Hay dos antológicas y, precisamente, de dos premios Nobeles de Economía: la de Reinhard Selten- «¿Por que han de ir a trabajar mamá y papá?»- y la de Daniel McFadden – «¿Por qué hay pobres y ricos». Este último, en su exposición, no tiene ningún reparo en apuntar negro sobre blanco que, desgraciadamente, apenas se puede hacer nada para cambiar nuestra situación: «Vivimos en un mundo injusto, y punto. No hay nada más que decir. Sé que es un hecho difícil de aceptar. En varios miles de años la humanidad no ha inventado ningún sistema económico que haga posible un reparto equitativo del bienestar, de tal manera que no haya pobres» (p.46). E, igualmente, sobre los impuestos, que se aplican para conseguir que «los pobres no lo pasen demasiado mal», pero que «cuando se utiliza la política fiscal para conseguir que todos acabemos al mismo nivel, nuevamente desaparecen todos los incentivos, necesarios en principio para que funcione la economía de mercado» (p.49), sin olvidar el cínico, tontorrón y estúpido final de su texto: «He de reconocer que vivo en una casa bonita y tengo un buen coche, grande y confortable. Siempre he dicho que no me importaría vivir de una manera menos acomodada. Pero en realidad no estoy seguro de que eso sea verdad» (p.50). ¡Con la altura de miras de estos científicos sociales no es de extrañar que cualquier estudiante sensato se quiera dedicar a la matemática oscence del siglo XVIII!.
Pero no se asusten. No todo es así. Todo lo contrario. Dejando aparte la discutible aproximación del Premio Nobel alternativo George Vithoulkas al tema de la enfermedad y la homeopatía, el volumen tiene joyas con premio dentro. Por ejemplo, el texto, el hermoso texto de Mario J. Molina sobre el azul de nuestro planeta, el magnífico desarrollo de Klaus von Klitzing sobre los flanes blandos y las rocas duras, la argumentación de Richard J. Roberts sobre la imposibilidad de vivir tan sólo con patatas fritas, el admirable trabajo de Sheldon Glashow sobre el tiempo de rotación de la Tierra y, desde luego, la excelente deducción de por qué 1+1 es igual 2 de Enrico Bombieri, medalla Fields de 1974. Una sugerencia: lean (y relean) uno de estos cuentos a sus hijos cada semana durante un semestre. Un objetivo: intentemos que cuando finalicen la enseñanza básica cada uno de nuestros jóvenes sepa explicar, a su modo y con sus propias palabras, el contenido de lo que aquí se apunta. ¡Tenemos exceso de vocaciones científicas para dos lustros y medio!
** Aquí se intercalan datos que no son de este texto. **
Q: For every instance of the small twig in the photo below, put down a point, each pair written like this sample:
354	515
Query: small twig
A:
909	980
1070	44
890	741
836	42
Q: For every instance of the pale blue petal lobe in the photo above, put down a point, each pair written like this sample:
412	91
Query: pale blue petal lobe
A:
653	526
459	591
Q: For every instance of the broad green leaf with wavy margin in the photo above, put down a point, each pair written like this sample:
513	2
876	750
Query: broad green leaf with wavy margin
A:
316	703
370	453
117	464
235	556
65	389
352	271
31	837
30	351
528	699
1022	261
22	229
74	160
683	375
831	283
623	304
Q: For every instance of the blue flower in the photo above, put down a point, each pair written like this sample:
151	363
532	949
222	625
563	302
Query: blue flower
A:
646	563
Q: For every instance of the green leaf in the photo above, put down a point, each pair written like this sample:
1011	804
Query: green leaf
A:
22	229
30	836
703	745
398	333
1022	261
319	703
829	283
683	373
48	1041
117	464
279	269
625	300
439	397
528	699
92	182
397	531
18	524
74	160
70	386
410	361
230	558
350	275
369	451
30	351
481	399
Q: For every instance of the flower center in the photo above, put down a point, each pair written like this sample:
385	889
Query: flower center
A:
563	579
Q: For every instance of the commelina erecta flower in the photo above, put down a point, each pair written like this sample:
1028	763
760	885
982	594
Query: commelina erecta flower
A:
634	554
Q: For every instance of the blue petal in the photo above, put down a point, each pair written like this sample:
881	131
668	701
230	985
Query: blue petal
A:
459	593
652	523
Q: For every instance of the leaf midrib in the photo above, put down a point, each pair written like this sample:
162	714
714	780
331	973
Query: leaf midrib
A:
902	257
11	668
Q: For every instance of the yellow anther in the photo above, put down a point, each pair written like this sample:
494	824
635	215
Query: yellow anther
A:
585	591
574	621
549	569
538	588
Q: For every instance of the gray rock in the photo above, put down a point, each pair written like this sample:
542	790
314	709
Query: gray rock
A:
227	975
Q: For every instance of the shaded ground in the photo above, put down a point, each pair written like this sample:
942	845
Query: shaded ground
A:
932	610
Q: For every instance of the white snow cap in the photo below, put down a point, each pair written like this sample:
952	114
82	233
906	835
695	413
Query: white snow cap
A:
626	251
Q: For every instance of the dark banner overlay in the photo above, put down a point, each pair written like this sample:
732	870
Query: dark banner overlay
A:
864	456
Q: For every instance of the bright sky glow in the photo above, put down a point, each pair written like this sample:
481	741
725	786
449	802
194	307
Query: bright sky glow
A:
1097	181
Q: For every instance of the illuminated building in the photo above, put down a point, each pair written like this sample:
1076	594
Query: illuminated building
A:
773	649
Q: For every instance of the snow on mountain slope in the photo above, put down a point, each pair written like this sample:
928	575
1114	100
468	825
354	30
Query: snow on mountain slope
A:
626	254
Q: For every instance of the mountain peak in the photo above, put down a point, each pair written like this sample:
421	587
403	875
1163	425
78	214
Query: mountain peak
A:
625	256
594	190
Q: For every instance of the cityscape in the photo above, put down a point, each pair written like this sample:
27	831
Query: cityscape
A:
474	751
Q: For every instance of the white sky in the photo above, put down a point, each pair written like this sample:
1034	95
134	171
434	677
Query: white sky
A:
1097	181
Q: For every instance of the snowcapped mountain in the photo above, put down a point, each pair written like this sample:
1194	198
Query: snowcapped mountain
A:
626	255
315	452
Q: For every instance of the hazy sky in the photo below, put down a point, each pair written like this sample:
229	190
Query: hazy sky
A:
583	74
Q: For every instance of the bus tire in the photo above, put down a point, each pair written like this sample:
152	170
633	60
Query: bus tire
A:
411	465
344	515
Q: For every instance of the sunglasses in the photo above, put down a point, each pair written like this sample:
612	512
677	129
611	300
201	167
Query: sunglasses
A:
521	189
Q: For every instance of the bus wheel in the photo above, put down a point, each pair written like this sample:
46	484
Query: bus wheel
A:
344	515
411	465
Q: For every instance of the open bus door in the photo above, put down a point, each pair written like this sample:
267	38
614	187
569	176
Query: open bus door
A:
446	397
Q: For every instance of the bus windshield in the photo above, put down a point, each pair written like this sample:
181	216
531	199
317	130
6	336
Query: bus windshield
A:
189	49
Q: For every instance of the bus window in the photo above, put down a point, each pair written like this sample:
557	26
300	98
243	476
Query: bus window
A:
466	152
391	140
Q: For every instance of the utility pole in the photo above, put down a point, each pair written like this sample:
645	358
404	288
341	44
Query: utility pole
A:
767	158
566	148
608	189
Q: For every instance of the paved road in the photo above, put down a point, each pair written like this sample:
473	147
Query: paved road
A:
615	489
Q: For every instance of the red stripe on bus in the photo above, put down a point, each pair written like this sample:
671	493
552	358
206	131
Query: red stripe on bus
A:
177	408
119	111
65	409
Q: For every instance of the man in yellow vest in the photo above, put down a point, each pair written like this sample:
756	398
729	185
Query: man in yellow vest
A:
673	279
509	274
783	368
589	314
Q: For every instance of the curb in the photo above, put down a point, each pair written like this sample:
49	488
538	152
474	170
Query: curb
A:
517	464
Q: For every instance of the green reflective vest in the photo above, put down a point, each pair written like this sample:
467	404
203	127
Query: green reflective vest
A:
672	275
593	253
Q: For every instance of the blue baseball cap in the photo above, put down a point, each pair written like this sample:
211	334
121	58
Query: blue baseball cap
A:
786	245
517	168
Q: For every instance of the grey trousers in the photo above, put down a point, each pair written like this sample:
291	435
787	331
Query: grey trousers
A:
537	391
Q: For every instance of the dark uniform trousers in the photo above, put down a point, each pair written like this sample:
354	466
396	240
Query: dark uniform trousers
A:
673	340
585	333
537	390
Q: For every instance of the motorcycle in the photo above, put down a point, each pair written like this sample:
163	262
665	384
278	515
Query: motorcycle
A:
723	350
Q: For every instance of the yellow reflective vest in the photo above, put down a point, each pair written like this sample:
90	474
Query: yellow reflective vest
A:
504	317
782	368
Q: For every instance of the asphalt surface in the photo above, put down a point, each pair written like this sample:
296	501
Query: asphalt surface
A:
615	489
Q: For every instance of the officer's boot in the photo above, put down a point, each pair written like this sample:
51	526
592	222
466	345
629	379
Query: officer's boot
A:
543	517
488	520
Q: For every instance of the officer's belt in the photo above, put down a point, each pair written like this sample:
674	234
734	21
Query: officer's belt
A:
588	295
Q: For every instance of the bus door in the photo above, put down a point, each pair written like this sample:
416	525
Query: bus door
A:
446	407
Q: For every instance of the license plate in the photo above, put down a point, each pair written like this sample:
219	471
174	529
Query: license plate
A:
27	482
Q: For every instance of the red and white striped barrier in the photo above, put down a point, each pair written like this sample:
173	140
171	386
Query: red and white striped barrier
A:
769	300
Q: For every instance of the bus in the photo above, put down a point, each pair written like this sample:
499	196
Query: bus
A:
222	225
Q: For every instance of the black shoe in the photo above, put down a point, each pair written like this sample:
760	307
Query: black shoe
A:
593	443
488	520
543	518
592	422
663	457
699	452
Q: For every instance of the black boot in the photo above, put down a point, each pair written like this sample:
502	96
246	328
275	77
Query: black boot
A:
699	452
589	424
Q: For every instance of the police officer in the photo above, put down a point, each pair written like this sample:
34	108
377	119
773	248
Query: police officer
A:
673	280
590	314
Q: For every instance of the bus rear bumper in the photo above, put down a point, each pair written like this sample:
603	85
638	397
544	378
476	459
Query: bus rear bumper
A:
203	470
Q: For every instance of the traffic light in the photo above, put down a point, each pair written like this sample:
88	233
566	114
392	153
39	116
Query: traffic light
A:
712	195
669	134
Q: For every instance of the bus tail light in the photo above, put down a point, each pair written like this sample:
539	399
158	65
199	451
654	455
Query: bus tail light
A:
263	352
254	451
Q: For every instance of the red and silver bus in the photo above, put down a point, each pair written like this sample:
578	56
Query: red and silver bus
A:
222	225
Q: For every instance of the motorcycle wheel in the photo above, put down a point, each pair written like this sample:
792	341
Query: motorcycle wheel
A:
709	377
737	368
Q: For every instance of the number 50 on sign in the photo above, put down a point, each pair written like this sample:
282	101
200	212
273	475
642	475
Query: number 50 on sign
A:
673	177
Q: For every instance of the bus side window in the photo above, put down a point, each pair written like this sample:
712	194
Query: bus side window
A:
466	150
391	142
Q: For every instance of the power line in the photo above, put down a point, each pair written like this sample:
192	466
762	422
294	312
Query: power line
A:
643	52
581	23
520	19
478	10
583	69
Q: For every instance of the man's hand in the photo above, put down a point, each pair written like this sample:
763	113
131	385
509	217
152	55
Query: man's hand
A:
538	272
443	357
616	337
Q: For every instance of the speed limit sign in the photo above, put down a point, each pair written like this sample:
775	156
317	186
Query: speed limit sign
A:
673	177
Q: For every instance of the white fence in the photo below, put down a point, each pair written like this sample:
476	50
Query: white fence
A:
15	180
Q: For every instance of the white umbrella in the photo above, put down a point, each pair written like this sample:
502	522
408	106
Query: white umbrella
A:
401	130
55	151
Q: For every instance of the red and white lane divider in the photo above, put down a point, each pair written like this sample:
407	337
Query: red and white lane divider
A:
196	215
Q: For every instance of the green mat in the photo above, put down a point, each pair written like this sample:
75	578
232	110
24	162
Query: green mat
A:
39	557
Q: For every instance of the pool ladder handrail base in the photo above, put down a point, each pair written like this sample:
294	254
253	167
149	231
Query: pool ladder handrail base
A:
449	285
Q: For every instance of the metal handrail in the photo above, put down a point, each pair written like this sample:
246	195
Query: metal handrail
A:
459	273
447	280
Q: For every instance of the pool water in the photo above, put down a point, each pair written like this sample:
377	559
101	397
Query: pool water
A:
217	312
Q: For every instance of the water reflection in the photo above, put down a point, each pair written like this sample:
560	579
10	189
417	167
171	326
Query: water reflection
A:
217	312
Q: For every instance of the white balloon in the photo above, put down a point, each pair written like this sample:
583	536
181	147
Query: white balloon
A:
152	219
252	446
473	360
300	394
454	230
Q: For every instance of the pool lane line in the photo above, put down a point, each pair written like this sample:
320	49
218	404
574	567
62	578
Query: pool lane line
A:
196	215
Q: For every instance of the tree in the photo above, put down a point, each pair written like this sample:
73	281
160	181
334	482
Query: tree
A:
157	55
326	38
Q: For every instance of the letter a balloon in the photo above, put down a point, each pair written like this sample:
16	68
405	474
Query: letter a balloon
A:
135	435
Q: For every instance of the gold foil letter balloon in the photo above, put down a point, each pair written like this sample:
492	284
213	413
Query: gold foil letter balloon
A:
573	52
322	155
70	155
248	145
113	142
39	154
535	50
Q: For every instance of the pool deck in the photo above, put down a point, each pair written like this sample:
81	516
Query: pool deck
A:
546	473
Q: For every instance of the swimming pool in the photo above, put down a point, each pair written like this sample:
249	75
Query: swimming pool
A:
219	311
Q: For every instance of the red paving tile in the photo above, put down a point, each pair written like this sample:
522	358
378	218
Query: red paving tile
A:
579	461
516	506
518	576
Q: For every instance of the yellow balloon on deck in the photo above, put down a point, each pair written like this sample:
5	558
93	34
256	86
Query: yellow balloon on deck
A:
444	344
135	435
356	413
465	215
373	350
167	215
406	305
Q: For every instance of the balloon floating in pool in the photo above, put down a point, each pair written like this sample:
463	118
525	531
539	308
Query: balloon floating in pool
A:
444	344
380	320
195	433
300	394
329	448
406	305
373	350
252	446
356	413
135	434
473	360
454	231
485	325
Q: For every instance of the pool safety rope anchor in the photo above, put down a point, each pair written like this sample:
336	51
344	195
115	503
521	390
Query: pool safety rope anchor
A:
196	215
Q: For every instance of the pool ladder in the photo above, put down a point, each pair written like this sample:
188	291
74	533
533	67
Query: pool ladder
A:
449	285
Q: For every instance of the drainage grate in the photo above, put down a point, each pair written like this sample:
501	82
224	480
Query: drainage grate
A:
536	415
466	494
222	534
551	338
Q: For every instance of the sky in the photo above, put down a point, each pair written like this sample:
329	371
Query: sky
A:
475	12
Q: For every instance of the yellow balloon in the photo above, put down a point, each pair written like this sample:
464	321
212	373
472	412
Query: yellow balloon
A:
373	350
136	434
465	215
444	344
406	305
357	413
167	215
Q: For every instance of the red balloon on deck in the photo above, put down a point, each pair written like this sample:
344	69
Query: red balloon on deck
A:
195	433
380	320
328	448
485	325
Finalmente, en algún caso, hay regalos inesperados, reflexiones morales y vitales que apuntan más de allá, mucho más allá, de lo estrictamente científico. Por ejemplo, ésta con la que Bombieri cierra su contribución: «(…) Pero no olvides una cosa: por bella que sea esa ciencia [la matemática], no lo es todo. Hay cosas más importantes en el mundo, y la primera es la humanidad. Yo he sido padre de una criatura minusválida. Mi hija es sorda y retrasada mental, pero es un ser maravilloso. Acerca de la vida, he aprendido de ella más que en todos los libros de teorías matemáticas que he estudiado desde mi infancia. Mi hija es lo mejor que me ha pasado en la vida» (p. 220).
En síntesis: un cuento (científico) para cada semana del año no hace ni puede hacer ningún daño.